Фрейдисты усматривают в этом «комплекс вины».

С одной стороны бессознательное чувство ненависти и жажда мести. Михаил Андреевич в семье держался деспотом, и от него всем здорово доставалось. С другой – пресловутая цензура. И потеря сознания, как одна из форм защиты от крамольных мыслей и аморальных желаний.

Если верить близкому знакомому писателя доктору С.Д. Яновскому, эпилепсия у Достоевского проявила себя задолго до каторги.

Федор Михайлович Достоевский, - писал доктор, страдал падучею болезнью ещё в Петербурге и при том за три, а может и более лет до ареста его по делу Петрашевского, а, следовательно, до ссылки в Сибирь. Дело в том, что тяжелый этот недуг… падучая болезнь у Федора Михайловича в 1846,1847, 1848 годах обнаруживался в легкой степени.
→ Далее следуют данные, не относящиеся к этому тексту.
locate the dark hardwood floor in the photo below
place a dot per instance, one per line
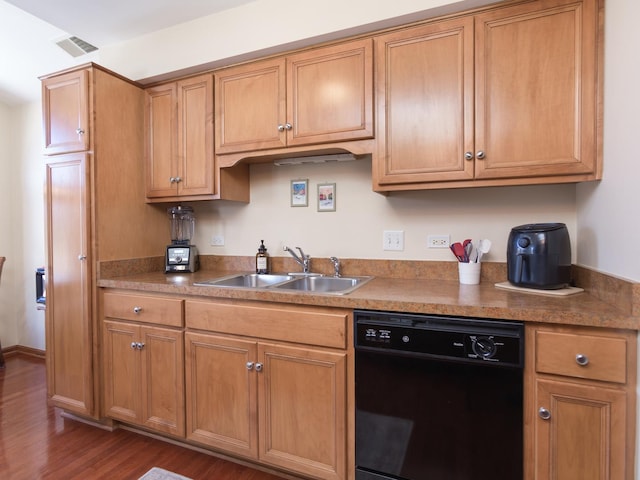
(36, 442)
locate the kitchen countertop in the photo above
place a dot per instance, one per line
(441, 296)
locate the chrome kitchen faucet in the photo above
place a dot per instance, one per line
(303, 260)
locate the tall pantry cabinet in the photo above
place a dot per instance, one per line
(95, 211)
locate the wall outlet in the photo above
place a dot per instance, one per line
(393, 240)
(217, 240)
(438, 241)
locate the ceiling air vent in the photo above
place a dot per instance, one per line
(75, 46)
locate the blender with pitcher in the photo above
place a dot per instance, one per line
(181, 255)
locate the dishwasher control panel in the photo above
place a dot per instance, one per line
(453, 338)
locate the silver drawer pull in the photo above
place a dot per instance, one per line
(544, 414)
(582, 360)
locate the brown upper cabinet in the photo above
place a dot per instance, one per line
(179, 147)
(65, 102)
(504, 97)
(317, 96)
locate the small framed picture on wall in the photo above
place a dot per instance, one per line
(326, 197)
(299, 193)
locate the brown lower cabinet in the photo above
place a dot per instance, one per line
(143, 361)
(263, 400)
(270, 382)
(274, 384)
(580, 403)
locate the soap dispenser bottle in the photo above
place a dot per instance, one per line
(262, 259)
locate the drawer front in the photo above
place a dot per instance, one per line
(583, 356)
(143, 308)
(310, 325)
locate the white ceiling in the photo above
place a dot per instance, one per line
(29, 29)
Сам больной, правда, смутно, болезнь свою сознавал и называл её обыкновенно кондрашкой с ветерком.

В эпилепсии многое зависит от точки отсчета. Для Достоевского такой точкой были судорожные припадки. Они, действительно, появились не то на каторге; не то немного позднее, на поселении.

Но до этого были какие-то «нервные явления» в подростковом возрасте. Обмороки (один обморок, случившийся во время знакомства с известной петербургской красавицей, имеет большую литературу). Специфические «головные дурноты», боязнь летаргии, мучительная тоска; и, наконец, «приступы».
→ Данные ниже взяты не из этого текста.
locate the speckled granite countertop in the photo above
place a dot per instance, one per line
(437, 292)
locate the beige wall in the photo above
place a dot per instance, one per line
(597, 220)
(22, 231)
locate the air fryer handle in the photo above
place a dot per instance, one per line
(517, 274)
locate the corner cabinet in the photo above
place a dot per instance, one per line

Вот как описывает один из «приступов» доктор С. Д. Яновский:

… в июне 1847 года… был первый сильный припадок болезни, который сопровождался страшным приливом к голове и необыкновенным возбуждением всей нервной системы. Федор Михайлович был в страшно возбужденном состоянии и кричал, что он умирает… пульс у него был более 100 ударов и чрезвычайно сильный; голова прижималась к затылку, и начинались конвульсии… Яновский видел несколько таких приступов. Один из них угрожал «серьез-

ной опасностью жизни».

Ещё были свойства характера. Взрывоопасная смесь качеств, придающая некоторым эпилептикам особый, им лишь одним присущий шарм.
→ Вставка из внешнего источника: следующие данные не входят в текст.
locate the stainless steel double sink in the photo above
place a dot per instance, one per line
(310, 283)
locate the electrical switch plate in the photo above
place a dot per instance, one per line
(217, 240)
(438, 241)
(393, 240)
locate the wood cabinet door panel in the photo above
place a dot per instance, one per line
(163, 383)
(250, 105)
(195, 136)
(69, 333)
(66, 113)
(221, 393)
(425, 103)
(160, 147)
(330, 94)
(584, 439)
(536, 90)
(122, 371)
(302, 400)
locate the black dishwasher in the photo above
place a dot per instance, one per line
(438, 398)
По словам Авдотьи Панаевой Федор Михайлович «… приходил… с накипевшей злобой, придирался к словам, чтобы излить… всю желчь душившую его».

Однажды Достоевский чуть было не убил жену, когда та вздумала пошутить над ним, сказав, что у неё в медальоне хранится портрет любовника; (соль шутки заключалась в том, что Анна Григорьевна, слово в слово, воспроизвела эпизод, взятый из романа мужа).

Многие русские писатели, начиная с Гаврилы Державина, играли в карты и проигрывались, что называется, « в пух и прах». Но у Достоевского тяга к рулетке выходила за рамки обычного азарта.

Это была, - писала А.Г Достоевская, - не простая слабость воли, а всепоглощающая человека страсть, нечто стихийное, против чего даже твердый характер бороться не может.

Достоевский, как ему казалось, разработал универсальную систему игры. Он верил в неё абсолютно, несмотря на постоянные проигрыши. И ставил на кон всё. Забирал у жены последние деньги. Закладывал вещи. Залазил в долги…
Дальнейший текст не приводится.